Whilst in Cairns I decided to make the day trip up to Kuranda, having heard so much about it from my parents who visited there with my sister, brother and me many years ago on a family adventure.
Perched 1,000 feet above Cairns in the middle of World Heritage Rainforest, Kuranda is famous for it’s hippy arts and crafts markets, so as you can imagine I couldn’t wait to get there and explore. The best way to reach Kuranda is by Skyrail which takes you high above the tree tops and Barron River, dropping you right in the heart of the rainforest just a short walk from the village and markets.
The markets began in 1978, started up by a group of enterprising artists and craftspeople who wanted to attract visitors to the village. Famed for it’s hippy and chilled out vibe, people began to flock to Kuranda not only to escape the heat of Summer down below but also to buy direct from the ‘hippy’ locals making a living out of selling their wares. The markets have proved a huge success providing employment for local artists and makers as well as raising the profile of Kuranda, which is now recognised as a unique Australian Rainforest tourist destination. You can pick up lots of lovely handmade goods from locally made honey, handmade natural cosmetics, original artwork and didgeridoos (real ones not the trashy tourist souvenir versions) made by traditional local tribe the Djabugay people. Go to Jimmy’s Didges in the traditional market; he will give you a free didgeridoo lesson. You’ve got to be quick though as his stock is down to the last few didgeridoos, because the local tribe who make them only use wood that has been bored out by termites. This slow natural process combined with the widespread destruction of the rainforests means that traditionally made didges are now even more sought after.

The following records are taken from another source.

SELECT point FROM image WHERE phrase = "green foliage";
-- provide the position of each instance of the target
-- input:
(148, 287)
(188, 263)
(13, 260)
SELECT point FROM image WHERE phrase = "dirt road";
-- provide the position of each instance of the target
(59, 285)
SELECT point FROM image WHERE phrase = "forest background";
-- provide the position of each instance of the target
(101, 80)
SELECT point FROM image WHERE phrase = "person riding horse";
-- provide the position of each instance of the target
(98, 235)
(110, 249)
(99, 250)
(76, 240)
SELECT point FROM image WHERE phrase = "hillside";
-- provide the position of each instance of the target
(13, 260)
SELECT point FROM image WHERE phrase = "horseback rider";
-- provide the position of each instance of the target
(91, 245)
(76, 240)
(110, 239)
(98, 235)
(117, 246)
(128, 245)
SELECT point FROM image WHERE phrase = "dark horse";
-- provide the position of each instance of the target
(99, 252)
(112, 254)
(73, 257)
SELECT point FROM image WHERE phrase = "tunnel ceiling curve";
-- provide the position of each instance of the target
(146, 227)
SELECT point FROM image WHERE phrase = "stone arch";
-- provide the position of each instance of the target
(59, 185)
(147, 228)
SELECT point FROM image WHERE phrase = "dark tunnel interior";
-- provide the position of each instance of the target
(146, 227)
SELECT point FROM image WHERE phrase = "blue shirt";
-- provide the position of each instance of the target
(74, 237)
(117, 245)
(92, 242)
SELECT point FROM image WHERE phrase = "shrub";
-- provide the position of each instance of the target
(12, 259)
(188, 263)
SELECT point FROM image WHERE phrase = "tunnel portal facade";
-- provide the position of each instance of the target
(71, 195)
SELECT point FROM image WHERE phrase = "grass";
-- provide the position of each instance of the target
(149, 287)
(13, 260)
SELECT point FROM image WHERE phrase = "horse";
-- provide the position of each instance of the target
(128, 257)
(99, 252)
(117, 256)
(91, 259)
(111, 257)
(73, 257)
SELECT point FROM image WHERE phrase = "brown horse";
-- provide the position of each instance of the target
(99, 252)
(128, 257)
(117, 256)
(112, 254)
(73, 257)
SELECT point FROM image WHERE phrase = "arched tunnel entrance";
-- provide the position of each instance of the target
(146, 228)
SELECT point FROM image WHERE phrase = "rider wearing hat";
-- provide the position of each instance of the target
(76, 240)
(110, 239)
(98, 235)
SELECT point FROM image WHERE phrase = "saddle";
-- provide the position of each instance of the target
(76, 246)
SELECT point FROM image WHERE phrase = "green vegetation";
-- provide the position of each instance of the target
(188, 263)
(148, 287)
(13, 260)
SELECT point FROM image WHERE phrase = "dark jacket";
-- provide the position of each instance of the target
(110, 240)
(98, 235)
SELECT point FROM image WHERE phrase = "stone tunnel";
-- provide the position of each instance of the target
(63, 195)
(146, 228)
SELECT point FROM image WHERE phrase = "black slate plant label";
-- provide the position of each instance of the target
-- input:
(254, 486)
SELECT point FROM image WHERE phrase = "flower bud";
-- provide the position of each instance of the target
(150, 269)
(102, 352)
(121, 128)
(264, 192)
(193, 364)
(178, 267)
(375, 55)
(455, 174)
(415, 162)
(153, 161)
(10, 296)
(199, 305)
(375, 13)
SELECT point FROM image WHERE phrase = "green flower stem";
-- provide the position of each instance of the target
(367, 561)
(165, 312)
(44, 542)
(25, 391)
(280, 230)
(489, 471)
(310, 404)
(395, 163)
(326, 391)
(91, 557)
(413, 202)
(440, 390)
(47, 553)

Walking around the village, I got the impression that the original Kuranda artists markets were rather overshadowed by the new flashy tourist shops that line the main street through the village. The artists in the “Original Kuranda Market” seem to be struggling to sell, as most tourists get waylaid at the top of the village and distracted by the shops selling reproduction prints and imitation aboriginal artworks. In Jimmy’s Didges didgeridoo shop, newspaper cuttings covering the walls tell a story of cheaply manufactured didgeridoos and replicas of traditional Aborginal artwork undercutting genuine local artists and putting them out of business. The problem is that the average day-trip tourist looking for a souvenir to take home is often none-the-wiser to the affect these purchases have on the people who are trying to make a living out of genuine handmade products. It’s such a shame after the hard work put in by the locals over the last 34 years to build the village up to be such a popular tourist hub, they are the ones who deserve to reap the rewards!
If you get the chance to go to Kuranda it’s well worth the trip – I left wishing I had had more time to explore and meet local artists when I was there. The perfect way to round off the day was catching the scenic railway back to Cairns – the views are stunning and the train ride an unforgettable experience too.